Turning Scheduling Off

In cases where you need to ensure data coherency, The Thread Manager provides a pair of functions, ThreadBeginCritical and ThreadEndCritical that disable scheduling temporarily by marking a section of code as critical. While the critical section of code is executing, no other threads can be scheduled; that is, the Thread Manager ignores all yield and other scheduling functions until the code exits the critical section.

Listing 5 shows a situation in which ThreadBeginCritical and ThreadEndCritical mark a section of code as critical.

Listing 5  Marking a critical section of code


Boolean batch = true
#define kNumOfPhilos                5   /* Number of icons to create*/
#define kNoCreationOptions          0   /* Use default options*/
#define kDefaultStackSize           0   /* System determines stack size */
            ...
void DoCreateThreads()
{
    OSErr anError;
    short index;
if batch ThreadBeginCritical();
    for ( index = 0; index < kNumOfPhilos; index++ )
    {
        anError = NewThread(kCooperativeThread, 
                                 DoPhiloActions, 
                                 (void *)&(gPhilo[index]),
                                 kDefaultStackSize,
                                 kNoCreationOptions, 
                                 nil,
                                 &(gPhilo[index].theThread);
        
        if ( anError )
            DoHandlerError("\pError in creating the New Thread
            (DoSpawnThreads)", anError, kFatal);
    YieldToAnyThread
    }
if batch ThreadEndCritical();

As you can see, the DoCreateThreads function calls the NewThread function in a loop to allocate a number of threads. In this case, the index for the for loop is the constant kNumOfPhilos , which is set to 5. So DoCreateThreads calls the NewThread function until it has created five new threads. If there is a problem allocating the threads, DoCreateThreads calls the error handling function and passes it the result code returned by NewThrea d.

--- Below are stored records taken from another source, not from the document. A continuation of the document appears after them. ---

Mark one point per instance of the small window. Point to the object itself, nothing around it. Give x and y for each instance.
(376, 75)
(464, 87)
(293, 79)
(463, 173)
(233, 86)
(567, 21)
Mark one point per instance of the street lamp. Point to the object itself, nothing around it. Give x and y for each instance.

In some cases you might want each newly created thread to run before the rest of the threads are created. However, in other cases, you might want DoCreateThreads to create all the threads before any of them runs. The Boolean variable batch and the ThreadBeginCritical and ThreadEndCritical functions enable you to control whether the threads begin running individually or together.

When batch is true, the code in the loop is marked as critical, so the Thread Manager ignores the YieldToAnyThread function. All the threads are created before any of them can run.

On the other hand, if batch is false, the loop is not marked as a critical section of code. The current thread yields control at the end of the loop, and since threads are created in the ready state, each newly created thread runs immediately after creation.